Dies entspricht 77 Prozent aller angestrebten Verlagerungsprojekte. Jetzt hat das Kabinett die zweite Stufe der Behördenverlagerungen beschlossen.

Mit 14 Projekten werden 2.670 Arbeits- und 400 Studienplätze aus dem Großraum München in ländliche Regionen in ganz Bayern verlagert, vor allem auch nach Franken.

„Dies ist nicht nur eine kräftige Stärkung des ländlichen Raums, sondern auch ein weiterer deutlicher Beitrag für gleiche Lebensverhältnisse in ganz Bayern“, sagte Finanz- und Heimatminister Albert Füracker (CSU).

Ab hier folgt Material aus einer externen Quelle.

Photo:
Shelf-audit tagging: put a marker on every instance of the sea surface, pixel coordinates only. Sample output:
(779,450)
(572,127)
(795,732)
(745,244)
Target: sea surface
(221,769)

Der Umsetzungszeitraum ist auf fünf bis zehn Jahre angelegt. So zieht beispielsweise die Hochschule für den öffentlichen Dienst in Bayern mit rund 400 Studienplätzen und knapp 70 Beschäftigten nach Kronach um.

Neues Logistikzentrum

In Hof entsteht dafür ein neues Logistikzentrum für die Polizei mit rund 300 Beschäftigten. Ein Teil des Landesamts für Gesundheit und Lebensmittelsicherheit wird mit rund 100 Beschäftigten in Bad Kissingen angesiedelt.

300 Arbeitsplätze entstehen in Schweinfurt durch den Umzug der Bearbeitungsstelle des Finanzamts München und in Ansbach werden weitere Außensenate des Bayerischen Verwaltungsgerichtshof (VGH) mit mindestens 35 Beschäftigten angesiedelt.

Dazu kommen noch einmal fünf Stellen bei der Landesanwaltschaft Bayern. Ein ursprünglich von Söder angedachter kompletter Umzug des VGH wird aber nicht kommen.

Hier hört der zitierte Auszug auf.